Thursday, June 14, 2007

SNP abolish graduate endowment fee

I must admit I’ve been pleasantly surprised by some of the new SNP government’s policies. One of the most important has got to be the scrapping of the “graduate endowment” charge. Although tuition fees were meant to have been abolished until now Scottish students have had to pay a charge of £2,000 when they leave university. Those receiving the Disabled Students Allowance, like me, have been exempt but for everyone else it’s yet more student debt to be lumbered with and a disincentive to entering further education.

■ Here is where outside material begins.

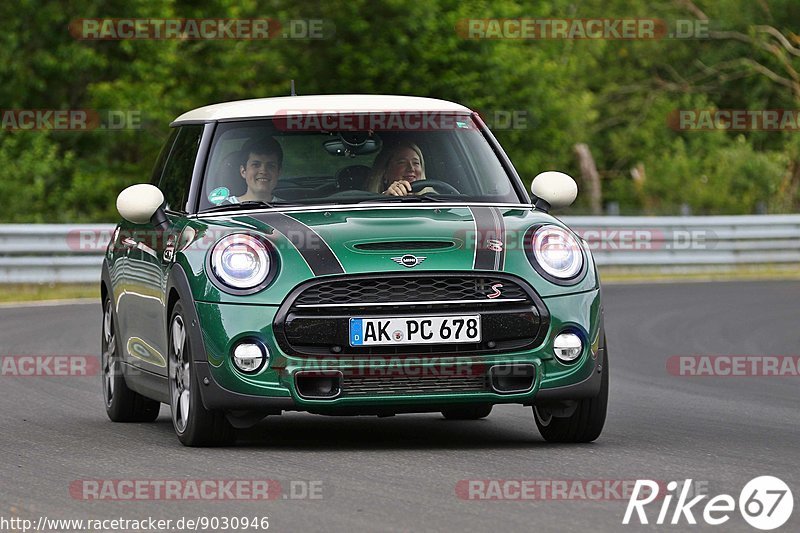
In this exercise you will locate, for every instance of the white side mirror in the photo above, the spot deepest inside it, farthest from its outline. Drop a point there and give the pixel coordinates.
(138, 203)
(555, 188)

I was also pleased to hear Justice Minister Kenny McAskill saying that too many non-violent criminals are locked up and that instead we should put resources into dealing with the really dangerous criminals such as sex offenders. Of course with by far the highest prison population per capita in Europe what alternative do they have? Another positive thing has to be the cancelling of the decision to close A&E at Ayr and Monklands hospital as well as the government expressing its opposition to nuclear power.

So I’m a bit happier than I was the last time I wrote about the SNP and it's nice for a government to do something I agree with for once. But still I’m sure, like all the main parties, they’ve got their own opportunistic reasons for doing what they have. The question is whether or not the Scottish Executive can move on from taking a few populist measures and show they’re really serious about changing Scotland for the better. It’s not good enough to drop key policies like an independence referendum or, for that matter, the pledge to wipe out existing student debts.